Em visita à Bahia, Alckmin dispara contra Lula.
O presidenciável Geraldo Alckmin (PSDB) bem que tentou, mas não conseguiu fugir da linha "bateu levou" que tem norteado a sua caminha rumo ao Palácio do Planalto. Em visita à Guanambi, no Sudoeste do Estado, o ex-governador de São Paulo voltou a atacar o presidente Luís Inácio Lula da Silva (PT).
"Nós já estamos no terceiro ano de crise no setor agrícola e o governo não enfrenta os problemas, então chegou a hora de se fazer um governo não dos companheiros, mas para toda a população", disse Alckmin. "O Lula teve aqui na Bahia uma das maiores votações do Brasil e, depois, virou as costas para o Estado, num tratamento totalmente anti-republicano".

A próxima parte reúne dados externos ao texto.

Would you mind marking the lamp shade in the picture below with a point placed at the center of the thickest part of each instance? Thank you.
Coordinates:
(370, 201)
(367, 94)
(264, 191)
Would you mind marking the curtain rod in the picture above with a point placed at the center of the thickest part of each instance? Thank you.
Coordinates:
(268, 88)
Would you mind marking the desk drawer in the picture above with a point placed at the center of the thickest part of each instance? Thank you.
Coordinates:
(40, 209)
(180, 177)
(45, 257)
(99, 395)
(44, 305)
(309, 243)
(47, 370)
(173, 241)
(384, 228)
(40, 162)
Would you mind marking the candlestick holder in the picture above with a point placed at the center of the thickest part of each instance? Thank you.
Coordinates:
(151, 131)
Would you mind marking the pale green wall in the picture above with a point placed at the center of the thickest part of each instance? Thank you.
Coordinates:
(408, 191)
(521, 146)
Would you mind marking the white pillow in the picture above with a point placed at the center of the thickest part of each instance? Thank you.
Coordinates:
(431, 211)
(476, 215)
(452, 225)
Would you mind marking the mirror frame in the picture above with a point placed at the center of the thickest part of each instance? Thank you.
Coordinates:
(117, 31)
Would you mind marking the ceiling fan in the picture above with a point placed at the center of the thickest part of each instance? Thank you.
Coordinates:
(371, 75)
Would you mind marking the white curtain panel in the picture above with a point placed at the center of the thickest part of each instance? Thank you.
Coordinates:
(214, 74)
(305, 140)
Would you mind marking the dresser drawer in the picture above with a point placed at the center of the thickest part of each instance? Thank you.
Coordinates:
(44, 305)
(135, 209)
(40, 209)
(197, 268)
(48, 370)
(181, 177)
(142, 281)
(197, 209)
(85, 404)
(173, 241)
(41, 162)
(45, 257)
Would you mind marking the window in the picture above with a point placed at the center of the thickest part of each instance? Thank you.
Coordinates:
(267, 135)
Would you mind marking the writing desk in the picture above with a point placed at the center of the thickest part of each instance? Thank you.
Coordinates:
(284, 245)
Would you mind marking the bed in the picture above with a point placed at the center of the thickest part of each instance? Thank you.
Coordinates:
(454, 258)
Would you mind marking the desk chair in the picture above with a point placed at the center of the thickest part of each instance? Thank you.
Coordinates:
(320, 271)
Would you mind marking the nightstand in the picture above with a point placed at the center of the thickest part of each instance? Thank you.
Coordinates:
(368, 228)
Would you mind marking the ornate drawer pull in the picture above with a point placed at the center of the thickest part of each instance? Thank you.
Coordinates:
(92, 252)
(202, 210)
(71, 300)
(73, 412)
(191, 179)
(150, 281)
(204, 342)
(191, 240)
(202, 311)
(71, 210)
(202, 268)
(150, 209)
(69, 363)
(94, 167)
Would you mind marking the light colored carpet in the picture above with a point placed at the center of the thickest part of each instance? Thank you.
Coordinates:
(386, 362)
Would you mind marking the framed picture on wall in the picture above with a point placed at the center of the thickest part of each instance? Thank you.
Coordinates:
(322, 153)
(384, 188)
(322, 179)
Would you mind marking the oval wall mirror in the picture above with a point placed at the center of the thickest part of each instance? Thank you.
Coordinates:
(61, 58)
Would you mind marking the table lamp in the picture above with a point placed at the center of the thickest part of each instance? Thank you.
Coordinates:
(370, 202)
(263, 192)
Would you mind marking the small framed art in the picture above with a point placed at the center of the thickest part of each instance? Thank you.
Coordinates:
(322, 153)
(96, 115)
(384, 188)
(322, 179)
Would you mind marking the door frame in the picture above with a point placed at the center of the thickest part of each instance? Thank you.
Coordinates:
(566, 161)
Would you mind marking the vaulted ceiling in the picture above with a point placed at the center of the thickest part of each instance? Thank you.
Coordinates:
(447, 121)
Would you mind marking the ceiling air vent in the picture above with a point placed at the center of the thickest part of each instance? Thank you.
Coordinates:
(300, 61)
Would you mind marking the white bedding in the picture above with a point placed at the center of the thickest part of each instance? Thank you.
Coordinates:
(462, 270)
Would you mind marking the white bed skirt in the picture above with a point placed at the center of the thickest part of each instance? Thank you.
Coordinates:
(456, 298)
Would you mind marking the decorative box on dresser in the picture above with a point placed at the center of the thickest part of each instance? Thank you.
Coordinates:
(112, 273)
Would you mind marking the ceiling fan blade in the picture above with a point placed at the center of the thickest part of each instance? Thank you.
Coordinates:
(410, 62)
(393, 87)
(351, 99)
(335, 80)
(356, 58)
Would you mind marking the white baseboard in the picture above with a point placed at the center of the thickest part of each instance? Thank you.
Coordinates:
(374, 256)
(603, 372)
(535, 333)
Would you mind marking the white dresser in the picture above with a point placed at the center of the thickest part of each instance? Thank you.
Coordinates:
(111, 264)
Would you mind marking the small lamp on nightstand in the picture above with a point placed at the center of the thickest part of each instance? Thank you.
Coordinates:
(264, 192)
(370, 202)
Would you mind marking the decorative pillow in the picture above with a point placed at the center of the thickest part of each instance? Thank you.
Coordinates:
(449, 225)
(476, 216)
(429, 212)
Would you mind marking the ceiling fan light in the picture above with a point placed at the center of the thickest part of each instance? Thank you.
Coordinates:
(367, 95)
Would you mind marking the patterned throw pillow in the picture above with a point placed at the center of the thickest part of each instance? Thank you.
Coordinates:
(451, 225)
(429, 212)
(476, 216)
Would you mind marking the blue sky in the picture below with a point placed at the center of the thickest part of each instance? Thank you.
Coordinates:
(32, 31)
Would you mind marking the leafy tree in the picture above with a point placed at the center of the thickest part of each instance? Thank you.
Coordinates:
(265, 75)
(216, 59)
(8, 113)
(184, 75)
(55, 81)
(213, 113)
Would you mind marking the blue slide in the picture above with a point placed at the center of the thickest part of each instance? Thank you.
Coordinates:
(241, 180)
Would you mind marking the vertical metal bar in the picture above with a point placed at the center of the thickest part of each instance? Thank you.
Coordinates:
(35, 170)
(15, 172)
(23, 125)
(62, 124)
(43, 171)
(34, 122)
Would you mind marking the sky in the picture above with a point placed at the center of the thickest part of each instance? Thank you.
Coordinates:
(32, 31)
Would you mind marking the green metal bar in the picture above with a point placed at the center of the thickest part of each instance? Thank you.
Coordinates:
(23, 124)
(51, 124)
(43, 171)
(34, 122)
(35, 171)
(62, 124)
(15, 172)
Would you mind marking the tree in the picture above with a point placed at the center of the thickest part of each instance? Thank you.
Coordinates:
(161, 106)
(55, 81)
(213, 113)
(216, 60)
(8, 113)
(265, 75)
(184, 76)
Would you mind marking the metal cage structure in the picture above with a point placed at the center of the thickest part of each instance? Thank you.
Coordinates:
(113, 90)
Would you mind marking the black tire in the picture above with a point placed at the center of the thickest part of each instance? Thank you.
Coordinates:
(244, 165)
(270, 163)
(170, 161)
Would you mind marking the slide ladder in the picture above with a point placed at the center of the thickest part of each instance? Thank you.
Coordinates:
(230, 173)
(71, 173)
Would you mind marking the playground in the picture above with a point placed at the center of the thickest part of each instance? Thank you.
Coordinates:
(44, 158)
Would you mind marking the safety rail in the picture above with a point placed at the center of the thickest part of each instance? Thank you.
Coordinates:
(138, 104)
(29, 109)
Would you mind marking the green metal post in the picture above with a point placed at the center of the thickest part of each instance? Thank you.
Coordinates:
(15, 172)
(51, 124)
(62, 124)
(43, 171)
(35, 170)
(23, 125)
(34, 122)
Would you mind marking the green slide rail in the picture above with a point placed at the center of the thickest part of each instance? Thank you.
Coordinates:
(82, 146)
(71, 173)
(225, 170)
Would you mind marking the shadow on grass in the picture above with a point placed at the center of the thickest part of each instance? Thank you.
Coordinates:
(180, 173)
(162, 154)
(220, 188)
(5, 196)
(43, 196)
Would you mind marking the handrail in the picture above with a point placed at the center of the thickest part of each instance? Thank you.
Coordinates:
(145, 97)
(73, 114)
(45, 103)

Alckmin chegou ao aeroporto recepcionado pelo prefeito de Guanambi, Nilo Coelho (sem partido) e pelo governador Paulo Souto (PFL), tentando capitanear a atenção de ambos. Tanto Nilo, quanto Souto, tentaram disfarçar a histórica briga política entre ambas as correntes baianas, sob a chancela carlista.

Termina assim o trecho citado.